Respondents came from companies large and small, from those employing over 500 to those with fewer than 50.
The number cruncher...
Don't mention the duvet
Maybe it was the squawk of seagulls in the background or the strange correlation with a crucial cup-tie for United, but most managers suspect at least one person in their workforce has pulled a sickie at some point. Just 5% of respondents – either hugely trusting or utterly gullible – said they believed nobody on their books had attempted a duvet day in the past year. A paranoid 1% suspected between three quarters and all of their workers of taking unauthorised sick leave.
Now where did I put the abacus?
As the world embraces smartphones, tablets and 3D printing, it's nice to know you can rely on some technophobes to keep fighting the good fight for all things old fashioned. The factory is a haven for such philistines, according to the survey. Around 12% of manufacturers shun ERP, IT and anything involving an on-switch to monitor their workforce patterns, preferring good old pen and paper, the report found.
Like a Rolling Stone
There's at least one factory out there whose employee line up resembles a Rolling Stones tribute act. One respondent indicated an average workforce age of over 55, which is on the high side even for an industry familiar with a more mature worker. Maybe they're on to something, though: think of the PPE savings with all those hearing aids and the extra mobility scooters you could pack in the car park.

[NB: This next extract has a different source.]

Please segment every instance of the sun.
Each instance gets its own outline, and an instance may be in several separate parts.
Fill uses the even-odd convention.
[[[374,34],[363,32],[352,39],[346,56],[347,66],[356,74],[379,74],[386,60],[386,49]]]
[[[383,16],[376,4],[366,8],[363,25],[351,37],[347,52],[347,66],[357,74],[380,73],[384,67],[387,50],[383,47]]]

Tears, tantrums and tiaras
Forget the cop shop, a factory would make a much more dramatic setting for TV's next fly on the wall shockumentary. Slanging matches between managers and employees, physical assaults, fraud and internet misuse were all reported by survey respondents. All were deemed unacceptable in a manufacturing environment and sparked dismissal of the offender.
The good life
Breakdowns, skill shortages and getting the product out on time – life in charge of the manufacturing site has its moments. But with the average manager pocketing £42,200 and more than likely to have soaring morale, there's plenty to celebrate about your chosen career path. Those earnings put you more than £15,000 above the national average and above IT professionals, quantity surveyors and biochemists in the salary stakes. And how many of those professionals earning much more than you can look at themselves in the mirror, like you do, and say they get a serious kick out of their work?
And finally...
The best comments left by survey respondents:
"We're frustrated by the inability of shopfloor personnel to find solutions to basic engineering problems."
"We have had occasions recently where people who came to us as supposedly skilled CNC operators struggled when faced with something different or challenging."
"There have been instances of damage caused by a lack of appreciation of process and assumed competence rather than explicit competence."
"The site has suffered downtime because the only employee with the required skills was away on holiday."
"We have had a lack of resource to keep on top of the important projects, leading to equipment downtime as some other areas are neglected."
"There have been several occasions where engineers and middle managers are covering multiple roles and, as a result, planned maintenance activities have suffered."